To the three professors’ relief and appreciation, LSR’s Editorial Board members have committed to reviewing two to three manuscripts per person for the journal. An email has also gone out to LSA members, asking them to register with ScholarOne, the journal’s submission management system, for potential peer review assignments.
“It’s a little bit of a plea to the membership,” says Professor Maurer. “Please please please, the journal is only going to live to the extent to which we can have a rigorous process of peer review, and we can’t get it without our membership and our readership.”
Professors Crouch and Cohen have a similar request.
“Authors want their books reviewed, but it can be hard sometimes to get people to review books. So we want to encourage members to see this as part of their service to the field. We particularly encourage those in an emeritus role to impart their perspective on the field through a book review. Alternatively, early career scholars who are keen to start engaging with the field should think about proposing a book review to us,” says Professor Crouch.
LSR has been a pillar of the sociolegal studies world for decades now. To celebrate the journal’s 60th anniversary this year, the editors plan to share online content highlighting the most read, downloaded, and cited articles in LSR history, with corresponding interviews. They are also hosting a panel at the 2026 Annual Meeting, where they will introduce the new Associate Editors, share updates about the submission and review process, and share their vision for the journal’s future as a home for innovative thought.
“When I have students, I want to get to that point where I can see their faces melting off at what I’m telling them, because I’ve made them think differently about the world,” says Professor Richland. “I hope we can capture that vibe for the journal.”

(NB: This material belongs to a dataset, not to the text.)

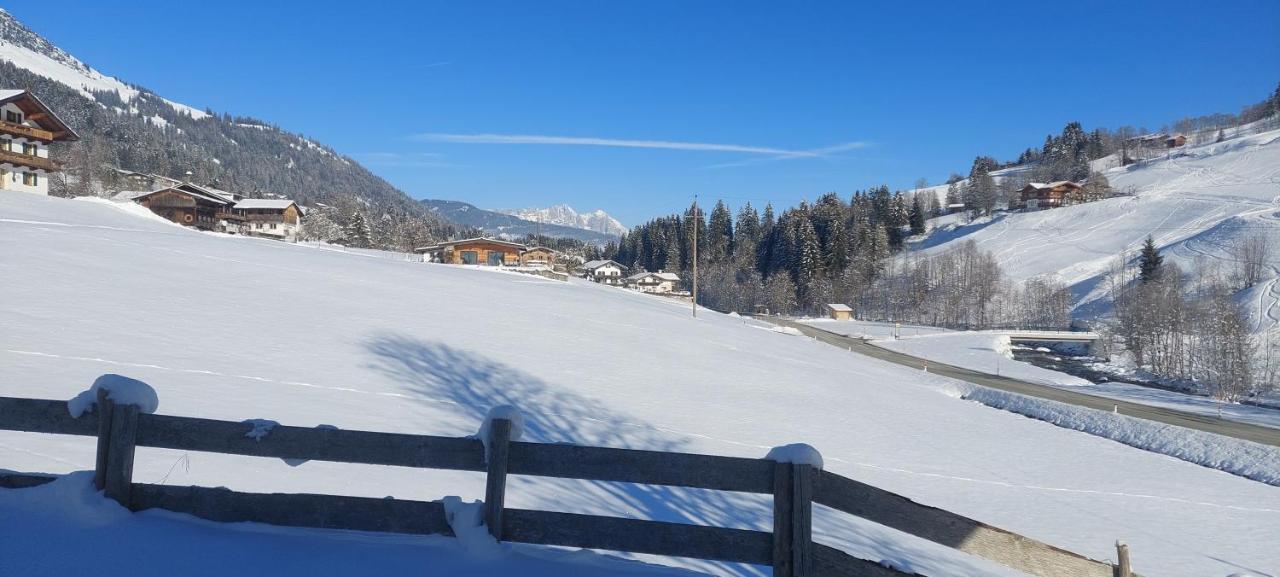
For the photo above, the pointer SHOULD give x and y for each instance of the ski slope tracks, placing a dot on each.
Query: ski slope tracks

Professor Maurer agrees. “I think the thing that’s hard is translating that into the pages of the journal. You get the submissions you get, you do the editorial work you can do. But hopefully, even just by reading this interview, people will feel a little bit of freedom for this kind of exploration, and we will get submissions that reflect that.”
Some scholars will be hesitant to submit anything but their most finished, polished work to a journal with LSR’s stature and reputation. The editors, though, are confident that they can help submitters present fresh ideas in a way that maintains the journal’s high standard of quality.
“There is one outside-the-box article that Bill put some notes on, saying, ‘Take a look at this one, it’s interesting,’” says Professor Cabatingan. “And I looked at it and said, ‘This is fascinating! What do we do with it now?’”
“We want to encourage people to send those types of articles, because we will help you get them across the finish line, if they really do ignite interest and explore some new topic from a law and society perspective. Those are really interesting articles for us to read and discuss, and for other people hopefully to read as well.”
“I really would love that spark of wondering,” Professor Richland says. “Because we are living in a moment where we should be wondering.”